METHODS: G. lucidum samples from various sources and in varying stages were identified by using δ 13C, δD, δ 18O, δ 15N, C, and N contents combined with chemometric tools. Chemometric approaches, including PCA, OPLS-DA, PLS, and FLDA models, were applied to the obtained data. The established models were used to trace the origin of G. lucidum from various sources or track various stages of G. lucidum.

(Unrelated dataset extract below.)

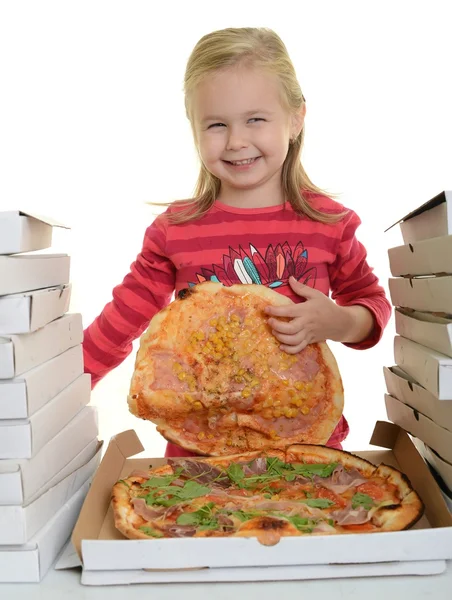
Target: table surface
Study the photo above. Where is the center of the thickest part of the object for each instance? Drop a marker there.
(58, 585)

RESULTS: In the stage model, the δ 13C, δD, δ 18O, δ 15N, C, and N contents were considered meaningful variables to identify various stages of G. lucidum (bud development, growth, and maturing) using PCA and OPLS-DA and the findings were validated by the PLS model rather than by only four variables (δ 13C, δD, δ 18O, and δ 15N). In the origin model, only four variables, namely δ 13C, δD, δ 18O, and δ 15N, were used. PCA divided G. lucidum samples into four clusters: A (Zhejiang), B (Anhui), C (Jilin), and D (Fujian). The OPLS-DA model could be used to classify the origin of G. lucidum. The model was validated by other test samples (Pseudostellaria heterophylla), and the external test (G. lucidum) by PLS and FLDA models demonstrated external verification accuracy of up to 100%.
CONCLUSION: C, H, O, and N stable isotopes and C and N contents combined with chemometric techniques demonstrated considerable potential in the geographic authentication of G. lucidum, providing a promising method to identify stages of G. lucidum.